Storekeeper (SK) is an enlisted rating in the United States Coast Guard; until 2009 it was also a United States Navy rating, the most common supply rate in U.S. Navy vs. CS (culinary specialist) and SH (Ship's Serviceman) and very much equivalent to the MOS 92 of the U.S. Army. In the Navy this rating, together with PC (postal clerk), has been renamed or superseded by the rating logistics specialist (LS).

==Function==
Substantiated in 1916, Storekeepers are tasked with maintaining ship or company military supply stores. Their responsibilities generally include purchasing and procurement, shipping and receiving, and issuing of equipment, tools, consumable items or anything else obtained through the Federal Stock System.

==Chain of command==
Storekeepers that fall under the authority of a supply officer are attached permanently or temporarily to a supply department, either ashore or afloat. There are exceptions to this practice as was the case of the Independent Storekeeper NEC which trains E-5 and above to operate independent of a supply officer, such as, or while deployed with surface or aviation units that operate in remote areas where no supply officer is present. Additionally, in Aviation Squadrons, the storekeeper falls under the chain of command of the Aircraft Maintenance Officer and his designate; the Maintenance Material Control Officer. The best example of this is the Storekeeper(s) tasked with operating the Naval Air Station Sigonella Weapons Department in Sicily, Italy. The department, a semi-autonomous entity within NAS Sigonella, is headed by a weapons officer to whom the Storekeepers report. Since there is no supply officer within a weapons department either ashore, or afloat, the tasks of material control, inventory control, financial accounting, material custody, issuing, receiving and warehousing and disposition actions all fall within the storekeeper's scope of work, validating, initiating and signing requisitions falls upon the Independent Storekeeper.

==Rank and recognition==
Storekeepers are referred to, as all other Coast Guard rates, by rate and rank combined. If a sailor is a Petty Officer Third Class holding the rate of Storekeeper, he or she would be referred to as Storekeeper Third Class or more commonly, SK3. With the recent merger of Storekeepers (SK) and Aviation Storekeepers (AK), Storekeepers can be found serving any Naval platform.

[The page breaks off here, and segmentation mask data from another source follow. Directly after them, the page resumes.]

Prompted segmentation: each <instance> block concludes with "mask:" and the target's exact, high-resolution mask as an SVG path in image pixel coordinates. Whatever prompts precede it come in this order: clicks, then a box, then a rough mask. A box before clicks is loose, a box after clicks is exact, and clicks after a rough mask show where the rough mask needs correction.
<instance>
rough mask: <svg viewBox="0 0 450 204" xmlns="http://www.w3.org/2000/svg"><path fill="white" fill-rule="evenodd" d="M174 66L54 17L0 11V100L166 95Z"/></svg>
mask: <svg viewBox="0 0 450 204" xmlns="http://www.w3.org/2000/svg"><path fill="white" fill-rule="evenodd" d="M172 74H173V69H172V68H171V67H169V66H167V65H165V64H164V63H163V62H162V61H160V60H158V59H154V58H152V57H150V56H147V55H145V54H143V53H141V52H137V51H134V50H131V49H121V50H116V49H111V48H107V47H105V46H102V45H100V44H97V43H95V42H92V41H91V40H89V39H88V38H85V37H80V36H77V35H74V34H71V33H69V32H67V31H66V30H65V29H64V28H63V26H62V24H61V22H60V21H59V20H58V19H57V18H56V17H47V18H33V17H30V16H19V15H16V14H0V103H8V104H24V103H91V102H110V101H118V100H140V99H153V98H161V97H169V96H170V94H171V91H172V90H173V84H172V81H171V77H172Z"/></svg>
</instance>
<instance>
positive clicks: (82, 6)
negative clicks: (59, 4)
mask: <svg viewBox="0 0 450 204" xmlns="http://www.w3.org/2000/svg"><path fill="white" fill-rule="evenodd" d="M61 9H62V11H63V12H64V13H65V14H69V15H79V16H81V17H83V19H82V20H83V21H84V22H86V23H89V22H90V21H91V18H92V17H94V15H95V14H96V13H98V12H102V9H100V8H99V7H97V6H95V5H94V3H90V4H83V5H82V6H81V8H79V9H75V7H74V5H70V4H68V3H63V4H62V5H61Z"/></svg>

For this reason, Storekeepers can be found with virtually every warfare pin offered by the Navy with only a few exceptions. Of the warfare qualification held by storekeepers, included are Aviation Warfare (AW), Surface Warfare (SW), Seabee Combat Warfare (SCW), Submarine Warfare Specialist (SS). The SK rate is also a source rating for Explosive Ordnance Disposal, the Navy SEALS, Navy Divers and SWCC. Thus Storekeepers can be stationed virtually anywhere and take on diverse duties.

==Training==
Storekeepers are trained at the Naval Technical Training Center in Meridian, Mississippi. Undesignated or non-rate sailors may also strike for SK without attending NTTC Meridian's Storekeeper "A" School. Coast Guard Storekeepers get training in Petaluma, California.

==Rating merger==
Effective 1 October 2009, The Ratings of Storekeeper (SK) and Postal clerk (PC) in the Navy have merged to become Logistics Specialist (LS).